Accidental critical care device removals in intensive care units (ICUs) are serious preventable incidents that have major implications. The study aimed to understand possible causes of such events and identify interventions that reduced their occurrence. The researchers conducted a single-center audit by collecting patient data and bundle forms for accidental device removal across two consecutive periods; they retrospectively reviewed the data from the first period (August 1, 2019 to January 31, 2020) and prospectively analyzed the data from the bundle forms obtained in the second (February 1, 2020 to July 31, 2020). From the findings of the first period, the researchers designed an intervention comprising nurses’ adherence to a care bundle checklist and an educational campaign for the care-taking team and applied it in the second period. Patients either accidentally removed the central venous lines secondary to agitation (47%), or it happened by loss of catheter securement (21%), or during daily care (17%) or patient transfer (13%). Such inadvertent incidents resulted in reinsertion with another central venous line (69%), agitation due to sedation interruption (47%), development of hemodynamic instability because of interruption of inotrope administration (30%), significant bleeding that required intervention (21%), and no complications (39%). The overall nurses’ compliance to the care bundle checklist improved from 87% to 97% after introduction of the intervention and the number of devices found in place increased. Therefore, the designed care bundle checklist and educational program successfully decreased the accidental removal of critical care devices.

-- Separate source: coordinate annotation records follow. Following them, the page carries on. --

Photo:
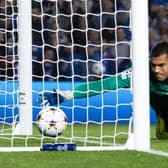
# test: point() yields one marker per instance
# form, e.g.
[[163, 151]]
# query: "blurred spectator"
[[95, 32]]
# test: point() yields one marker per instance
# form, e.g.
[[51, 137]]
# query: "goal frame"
[[140, 138]]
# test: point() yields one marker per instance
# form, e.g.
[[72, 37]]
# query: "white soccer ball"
[[51, 121], [98, 68]]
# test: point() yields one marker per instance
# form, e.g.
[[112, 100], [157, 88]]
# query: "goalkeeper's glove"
[[55, 97]]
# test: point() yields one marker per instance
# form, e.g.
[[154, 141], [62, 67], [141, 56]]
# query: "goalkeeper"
[[158, 88]]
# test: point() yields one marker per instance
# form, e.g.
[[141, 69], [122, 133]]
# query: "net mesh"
[[73, 42]]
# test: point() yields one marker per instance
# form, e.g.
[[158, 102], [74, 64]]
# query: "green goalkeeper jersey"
[[121, 80]]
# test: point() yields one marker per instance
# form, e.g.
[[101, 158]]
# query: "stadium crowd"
[[99, 35]]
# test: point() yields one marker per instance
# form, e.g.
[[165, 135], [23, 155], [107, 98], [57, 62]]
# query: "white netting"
[[73, 42]]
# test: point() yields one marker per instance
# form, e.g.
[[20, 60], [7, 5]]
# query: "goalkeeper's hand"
[[56, 97]]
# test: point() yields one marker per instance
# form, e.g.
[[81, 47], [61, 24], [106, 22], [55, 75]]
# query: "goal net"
[[61, 44]]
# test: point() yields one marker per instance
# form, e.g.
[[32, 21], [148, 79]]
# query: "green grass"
[[81, 159]]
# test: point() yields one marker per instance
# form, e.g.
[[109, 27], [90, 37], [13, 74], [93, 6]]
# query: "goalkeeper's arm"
[[121, 80]]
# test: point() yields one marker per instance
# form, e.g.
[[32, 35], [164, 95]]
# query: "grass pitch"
[[81, 159]]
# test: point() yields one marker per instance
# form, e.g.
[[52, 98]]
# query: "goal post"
[[25, 67], [140, 52], [94, 123]]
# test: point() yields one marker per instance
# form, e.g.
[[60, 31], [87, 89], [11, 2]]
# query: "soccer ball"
[[51, 121], [98, 68]]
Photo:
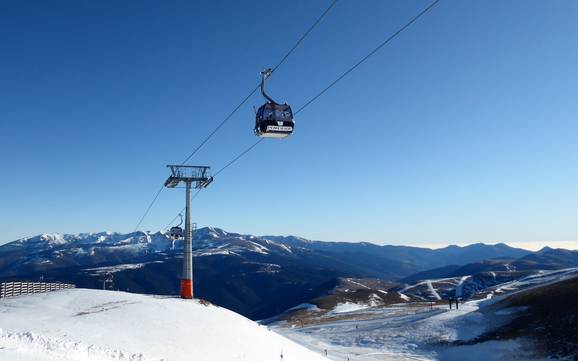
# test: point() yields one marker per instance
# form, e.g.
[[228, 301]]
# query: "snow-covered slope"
[[104, 325]]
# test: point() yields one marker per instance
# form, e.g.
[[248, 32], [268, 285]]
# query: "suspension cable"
[[314, 98], [309, 30], [343, 75], [243, 101]]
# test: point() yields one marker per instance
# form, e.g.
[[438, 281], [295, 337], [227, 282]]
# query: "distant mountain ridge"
[[258, 276]]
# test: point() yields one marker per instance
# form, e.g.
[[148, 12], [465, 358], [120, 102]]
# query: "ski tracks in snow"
[[36, 345]]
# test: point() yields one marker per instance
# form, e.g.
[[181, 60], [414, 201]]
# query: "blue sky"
[[463, 129]]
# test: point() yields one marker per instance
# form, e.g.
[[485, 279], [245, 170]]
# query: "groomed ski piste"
[[94, 325], [418, 331]]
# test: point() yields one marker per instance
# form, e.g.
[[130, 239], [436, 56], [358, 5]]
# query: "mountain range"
[[257, 276]]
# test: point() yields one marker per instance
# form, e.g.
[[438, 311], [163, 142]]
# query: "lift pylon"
[[199, 176]]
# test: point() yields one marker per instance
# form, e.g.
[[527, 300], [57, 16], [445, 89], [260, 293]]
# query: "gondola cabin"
[[176, 233], [274, 121]]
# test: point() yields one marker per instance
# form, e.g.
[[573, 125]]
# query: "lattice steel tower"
[[188, 174]]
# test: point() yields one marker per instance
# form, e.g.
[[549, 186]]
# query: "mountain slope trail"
[[98, 325]]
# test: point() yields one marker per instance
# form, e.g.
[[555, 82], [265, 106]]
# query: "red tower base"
[[186, 289]]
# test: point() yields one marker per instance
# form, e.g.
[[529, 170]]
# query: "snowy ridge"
[[93, 325], [32, 343]]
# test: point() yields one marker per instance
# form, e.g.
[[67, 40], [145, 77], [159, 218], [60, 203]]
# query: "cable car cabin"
[[176, 233], [274, 121]]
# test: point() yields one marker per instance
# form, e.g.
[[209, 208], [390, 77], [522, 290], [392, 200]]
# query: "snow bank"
[[348, 307], [92, 325]]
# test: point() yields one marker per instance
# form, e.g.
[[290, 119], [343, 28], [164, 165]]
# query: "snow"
[[93, 325], [348, 307], [406, 332], [122, 267], [433, 291], [403, 297]]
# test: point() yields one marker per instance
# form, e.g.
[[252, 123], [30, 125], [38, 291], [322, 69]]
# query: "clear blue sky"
[[463, 129]]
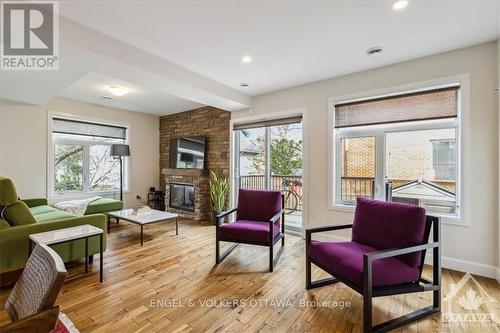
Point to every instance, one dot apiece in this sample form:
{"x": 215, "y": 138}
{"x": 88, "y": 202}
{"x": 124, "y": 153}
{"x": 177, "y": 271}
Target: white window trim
{"x": 463, "y": 135}
{"x": 54, "y": 196}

评估审计干预对重症监护室意外移除重症监护设备的影响——临床审计项目
重症监护病房(icu)的意外重症监护设备移除是具有重大影响的严重可预防事件。该研究旨在了解此类事件的可能原因,并确定减少其发生的干预措施。研究人员通过收集患者数据和连续两个时期意外器械移除的捆绑表格进行了单中心审计;他们回顾性地回顾了第一期(2019年8月1日至2020年1月31日)的数据,并前瞻性地分析了第二期(2020年2月1日至2020年7月31日)获得的捆绑表格的数据。根据第一阶段的研究结果,研究人员设计了一种干预措施,包括护士遵守护理包清单和护理团队的教育活动,并将其应用于第二阶段。患者因躁动引起的中心静脉线意外切除(47%),或由于导管固定丢失(21%),或在日常护理(17%)或患者转移(13%)中发生。这些意外事件导致另一条中心静脉线重新插入(69%),镇静中断引起的躁动(47%),因收缩性药物给药中断引起的血流动力学不稳定(30%),需要干预的严重出血(21%),无并发症(39%)。引入干预措施后,护士对护理包检查表的总体依从性从87%提高到97%,发现到位的设备数量也增加了。因此,设计的护理包清单和教育计划成功地减少了意外移除危重护理设备。
本文章由计算机程序翻译,如有差异,请以英文原文为准。